Bakewell was among the people protesting on the gallery upstairs despite being aware of the risks she would be subverted to. “I just didn’t care if I got arrested,” she says.
As the Sergeant Arms Staff came to manage the protesters, there was a scuffle and people were dragged out and arrested.
“I was told for the third time to sit down,” Bakewell recalls as she was standing in protest. She eventually decided to see herself out before someone grabbed her and put her in handcuffs. She and 13 other women were arrested. “We were held somewhere on the capitol grounds.” She says they were put in a detention room that looked like a gym with approximately 25 men and 250 women. They were seated in chairs and had their mug shots taken, which took a total of five hours. Fortunately, Bakewell got away with just a fine and did not get her phone or personal belongings taken, as they were being stowed in a church that was covering jail support.
With his incredible unpopularity from a range of people—survivors to feminists to people who believe in peaceful protest—the main excuse from the right-wing party behind Kavanagh’s seemingly inevitable confirmation stems primarily from his strong standing as a conservative. According to an article from the Washington Post, titled, “Issues for Brett Kavanaugh: the president who chose him and the Supreme Court he would change,” “The politics of the Trump age only add to the battle over a judge whose lifetime appointment could seal a consistently right leaning majority that the conservative legal movement has long labored to establish.”

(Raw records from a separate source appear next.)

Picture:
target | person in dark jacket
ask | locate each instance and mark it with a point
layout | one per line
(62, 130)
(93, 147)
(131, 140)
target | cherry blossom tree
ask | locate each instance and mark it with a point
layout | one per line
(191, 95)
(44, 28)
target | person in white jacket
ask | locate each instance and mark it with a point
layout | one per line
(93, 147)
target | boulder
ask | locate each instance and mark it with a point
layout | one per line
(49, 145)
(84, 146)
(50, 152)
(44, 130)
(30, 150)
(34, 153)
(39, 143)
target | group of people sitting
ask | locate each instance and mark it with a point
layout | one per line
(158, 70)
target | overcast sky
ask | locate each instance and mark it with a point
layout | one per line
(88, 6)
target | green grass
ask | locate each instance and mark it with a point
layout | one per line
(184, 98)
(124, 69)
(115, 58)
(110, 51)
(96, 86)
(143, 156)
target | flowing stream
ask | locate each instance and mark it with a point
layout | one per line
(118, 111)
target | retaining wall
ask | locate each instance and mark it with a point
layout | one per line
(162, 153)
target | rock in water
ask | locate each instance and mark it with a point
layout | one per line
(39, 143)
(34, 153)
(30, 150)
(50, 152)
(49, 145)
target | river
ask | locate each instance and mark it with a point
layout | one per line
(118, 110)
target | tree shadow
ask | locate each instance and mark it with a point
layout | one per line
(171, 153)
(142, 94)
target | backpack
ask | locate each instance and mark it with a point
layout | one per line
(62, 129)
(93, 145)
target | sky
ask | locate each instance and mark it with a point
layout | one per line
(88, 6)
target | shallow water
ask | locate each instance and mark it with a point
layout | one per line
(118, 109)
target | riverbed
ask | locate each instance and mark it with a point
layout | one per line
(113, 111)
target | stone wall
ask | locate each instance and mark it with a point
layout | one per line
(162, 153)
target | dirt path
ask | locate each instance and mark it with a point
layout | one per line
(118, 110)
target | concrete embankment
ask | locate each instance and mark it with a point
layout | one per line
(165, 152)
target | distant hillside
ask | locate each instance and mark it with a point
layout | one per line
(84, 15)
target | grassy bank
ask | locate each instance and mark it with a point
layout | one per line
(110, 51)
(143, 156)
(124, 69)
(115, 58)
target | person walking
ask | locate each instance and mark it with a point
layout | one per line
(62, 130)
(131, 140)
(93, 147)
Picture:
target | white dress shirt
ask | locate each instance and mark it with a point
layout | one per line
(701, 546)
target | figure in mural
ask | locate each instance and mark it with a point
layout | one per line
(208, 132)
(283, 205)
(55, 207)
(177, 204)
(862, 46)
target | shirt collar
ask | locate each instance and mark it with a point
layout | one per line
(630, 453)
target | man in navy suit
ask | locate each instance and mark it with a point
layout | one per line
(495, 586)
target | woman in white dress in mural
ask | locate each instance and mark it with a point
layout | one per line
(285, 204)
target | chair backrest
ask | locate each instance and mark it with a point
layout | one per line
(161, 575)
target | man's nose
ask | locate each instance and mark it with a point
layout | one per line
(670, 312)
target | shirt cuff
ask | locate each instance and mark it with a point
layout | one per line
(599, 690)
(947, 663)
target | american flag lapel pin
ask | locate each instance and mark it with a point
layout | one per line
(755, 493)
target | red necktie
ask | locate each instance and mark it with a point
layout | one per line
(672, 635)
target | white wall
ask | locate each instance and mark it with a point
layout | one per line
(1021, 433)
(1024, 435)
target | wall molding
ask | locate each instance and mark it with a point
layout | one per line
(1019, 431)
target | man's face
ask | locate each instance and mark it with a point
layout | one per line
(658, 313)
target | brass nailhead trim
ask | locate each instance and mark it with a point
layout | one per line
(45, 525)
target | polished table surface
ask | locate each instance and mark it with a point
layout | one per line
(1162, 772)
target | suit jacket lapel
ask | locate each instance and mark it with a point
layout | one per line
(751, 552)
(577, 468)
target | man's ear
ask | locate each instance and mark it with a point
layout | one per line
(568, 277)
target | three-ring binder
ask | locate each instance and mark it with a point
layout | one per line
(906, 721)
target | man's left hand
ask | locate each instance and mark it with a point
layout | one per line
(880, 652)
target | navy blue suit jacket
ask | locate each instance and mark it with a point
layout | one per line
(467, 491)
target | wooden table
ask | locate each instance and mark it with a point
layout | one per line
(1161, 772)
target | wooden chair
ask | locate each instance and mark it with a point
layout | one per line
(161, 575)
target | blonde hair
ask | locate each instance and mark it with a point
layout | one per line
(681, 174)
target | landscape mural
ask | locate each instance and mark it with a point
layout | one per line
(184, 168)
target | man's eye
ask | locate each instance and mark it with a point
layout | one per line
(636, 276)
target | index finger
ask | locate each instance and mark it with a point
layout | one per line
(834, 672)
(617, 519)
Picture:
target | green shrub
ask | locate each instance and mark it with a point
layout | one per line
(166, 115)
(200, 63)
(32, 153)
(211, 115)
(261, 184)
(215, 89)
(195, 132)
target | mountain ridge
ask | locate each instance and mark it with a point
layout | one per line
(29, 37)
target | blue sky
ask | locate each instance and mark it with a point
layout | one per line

One woman who was in favor of Kavanaugh’s confirmation, Lori A. Ringhand, a University of Georgia law professor with an expertise in Supreme Court confirmation hearings stated, “This is an appointment that almost certainly will change the ideological makeup of the court in a meaningful way.” Lisa S. Blatt, a Washington lawyer who considers herself a close friend of Kavanagh, argued “I don’t see him as remotely controversial. He’s such an obvious, conventional choice for a conservative. If Jeb Bush were president, he would have picked [Kavanaugh] before Neil Gorsuch.” Although the excuse revolves around the fact that conservatives believe their side is best suited for following the rules of the constitution, it is clear that the right-wing party is primarily interested in submitting their own members into high levels of power, regardless of if they are credibly accused of sexual assault.
Although Kavanaugh ended up winning the majority of the votes, Bakewell has no regrets peacefully protesting against the final decision. Afterwards, she wrote a letter to Senators Jeff Merkley and Ron Wyden, describing her experiences in the Senate and her thankfulness to the way the police force treated her and the protesters so civilly. She also addressed her concerns about how their current administration may take away the Public’s First amendment rights for peaceful protest and thanking them “for standing firm against this nomination.”